Obamas unveil design of presidential center
CHICAGO — Former first couple Barack and Michelle Obama on Wednesday offered the first look at the design of the planned Obama Presidential Center in Chicago’s Jackson Park — a campus of three buildings highlighted by an eye-catching museum, whose height and splaying walls would make a bold architectural statement.
The museum, which will house exhibition space as well as education and meeting rooms, will be the tallest of the three structures, will be clad in a light-colored stone and will serve as a “lantern” for the complex, though a news release did not specify its height.
To its south would be the forum, which will house an auditorium, restaurant and public garden, and the library, which will contain a trove of documents, emails, photos and artifacts from Obama’s eight years in office.
Pathways will allow visitors to walk from the park to landscaped roofs above the library and forum, which would each be one-story tall. From the roofs, there will be views of Lake Michigan, the Jackson Park lagoon and an outdoor plaza that would connect the three buildings.

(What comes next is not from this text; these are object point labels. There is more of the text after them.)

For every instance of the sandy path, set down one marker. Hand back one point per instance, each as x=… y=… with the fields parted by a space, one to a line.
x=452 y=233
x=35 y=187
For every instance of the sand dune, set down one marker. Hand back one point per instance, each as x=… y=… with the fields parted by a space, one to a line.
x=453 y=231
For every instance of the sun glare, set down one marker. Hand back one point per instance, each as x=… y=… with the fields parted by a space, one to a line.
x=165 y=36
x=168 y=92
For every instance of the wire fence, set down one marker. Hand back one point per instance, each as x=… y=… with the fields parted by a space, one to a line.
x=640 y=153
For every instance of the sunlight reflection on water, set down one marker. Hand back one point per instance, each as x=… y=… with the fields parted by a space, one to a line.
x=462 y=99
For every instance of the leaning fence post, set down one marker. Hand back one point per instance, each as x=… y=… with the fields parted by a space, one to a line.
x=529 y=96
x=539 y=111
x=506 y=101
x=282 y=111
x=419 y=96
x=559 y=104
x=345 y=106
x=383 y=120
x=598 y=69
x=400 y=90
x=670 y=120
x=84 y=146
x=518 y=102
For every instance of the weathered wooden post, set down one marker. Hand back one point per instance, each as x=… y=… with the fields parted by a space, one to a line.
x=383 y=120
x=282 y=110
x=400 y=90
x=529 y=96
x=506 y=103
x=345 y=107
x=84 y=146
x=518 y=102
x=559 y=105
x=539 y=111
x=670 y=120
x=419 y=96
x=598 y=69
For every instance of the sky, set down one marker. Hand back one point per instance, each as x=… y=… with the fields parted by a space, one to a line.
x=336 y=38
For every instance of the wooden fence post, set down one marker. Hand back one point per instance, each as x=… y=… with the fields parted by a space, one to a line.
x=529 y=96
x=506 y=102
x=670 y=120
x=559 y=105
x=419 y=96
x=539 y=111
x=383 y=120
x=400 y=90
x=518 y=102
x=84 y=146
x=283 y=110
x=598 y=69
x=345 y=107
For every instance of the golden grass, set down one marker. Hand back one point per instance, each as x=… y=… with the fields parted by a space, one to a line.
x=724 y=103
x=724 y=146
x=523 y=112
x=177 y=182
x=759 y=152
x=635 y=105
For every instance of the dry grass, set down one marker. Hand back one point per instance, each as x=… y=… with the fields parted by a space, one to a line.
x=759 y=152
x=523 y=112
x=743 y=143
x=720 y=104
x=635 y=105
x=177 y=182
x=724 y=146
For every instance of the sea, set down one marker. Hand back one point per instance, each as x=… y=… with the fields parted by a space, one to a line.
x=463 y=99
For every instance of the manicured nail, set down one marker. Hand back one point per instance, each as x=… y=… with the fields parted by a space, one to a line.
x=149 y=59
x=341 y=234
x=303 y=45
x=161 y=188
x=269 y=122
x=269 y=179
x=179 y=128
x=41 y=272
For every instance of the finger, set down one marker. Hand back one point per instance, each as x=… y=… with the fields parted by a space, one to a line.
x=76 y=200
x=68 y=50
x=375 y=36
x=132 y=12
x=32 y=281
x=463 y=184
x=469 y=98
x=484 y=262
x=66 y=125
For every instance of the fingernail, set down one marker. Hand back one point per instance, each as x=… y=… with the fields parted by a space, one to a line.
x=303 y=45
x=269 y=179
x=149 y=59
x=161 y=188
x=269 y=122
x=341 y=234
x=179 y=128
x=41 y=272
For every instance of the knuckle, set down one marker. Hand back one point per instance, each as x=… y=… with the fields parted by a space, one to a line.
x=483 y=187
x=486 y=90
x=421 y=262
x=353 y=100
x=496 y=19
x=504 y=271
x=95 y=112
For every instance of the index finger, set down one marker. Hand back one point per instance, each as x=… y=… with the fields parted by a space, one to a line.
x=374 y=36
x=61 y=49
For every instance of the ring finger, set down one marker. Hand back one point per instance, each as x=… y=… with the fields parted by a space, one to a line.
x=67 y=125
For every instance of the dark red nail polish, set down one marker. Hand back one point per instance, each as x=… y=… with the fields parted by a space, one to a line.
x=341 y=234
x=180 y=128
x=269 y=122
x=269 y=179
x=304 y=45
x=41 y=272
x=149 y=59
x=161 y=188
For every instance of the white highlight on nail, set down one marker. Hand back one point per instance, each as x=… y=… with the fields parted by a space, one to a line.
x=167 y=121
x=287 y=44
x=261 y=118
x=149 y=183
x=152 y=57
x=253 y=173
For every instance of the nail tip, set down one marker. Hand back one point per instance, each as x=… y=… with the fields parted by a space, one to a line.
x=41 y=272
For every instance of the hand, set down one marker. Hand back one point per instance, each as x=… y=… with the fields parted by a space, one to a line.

The existing athletic field and track will be moved just south, according to the renderings.
The Obama Foundation, the nonprofit in charge of building the center, is touting the building as “a working center for civic engagement and a place to inspire people and communities to create change.”
Initial reaction from one park advocacy organization was positive. “It incorporates the best of the outdoors and the best of the indoors,” said Louise McCurry, president of the Jackson Park Advisory Council. “There’s lots of green space, lots of grass and room for kids to run and to play.”